The performance is evaluated by two metrics: success rate and efficiency. The (experimental) rubric to evaluate the performance is listed as follows:
success rate | score | efficiency (per minute) | score |
---|---|---|---|
<25% | 0 | <0.5 | 0 |
25%-50% | 0-10 | 0.5-1.5 | 0-10 |
>50% | 10 | >1.5 | 10 |
You can submit to our benchmark server to compare your result with others before the deadline. Top 3 teams will receive full points for the performance part.
- Describe the algorithm (12.0):
- how visual information is used
- the strategy to pick up objects
- the strategy to place objects
- how to plan the trajectory
- the strategy to decide when to continue to the next scene
- (optional) how to design the controller
- Describe your development process (4.0)
- Future work and limitation (4.0)
To elaborate the report, it is better to include quantitative results (e.g. metrics) and figures to explain your algorithm and development process. You will receive bonus points if you include experiments with regard to learning algorithms ( 2.5) or show that the performance is effectively improved with learning algorithms ( 5.0).

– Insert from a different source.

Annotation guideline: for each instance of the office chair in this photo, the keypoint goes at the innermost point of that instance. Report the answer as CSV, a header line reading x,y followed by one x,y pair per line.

The deadline of the group project is 2024 January 17th, 12 p.m. For the final project, you need to submit both solution.py and the report to course website. One submission for each team.
You are allowed to work in teams, but are not allowed to use the answers developed by others. You are not allowed to copy online resources, like GitHub repositories. Please ask the instructor first if you are not sure whether you can refer to some resources.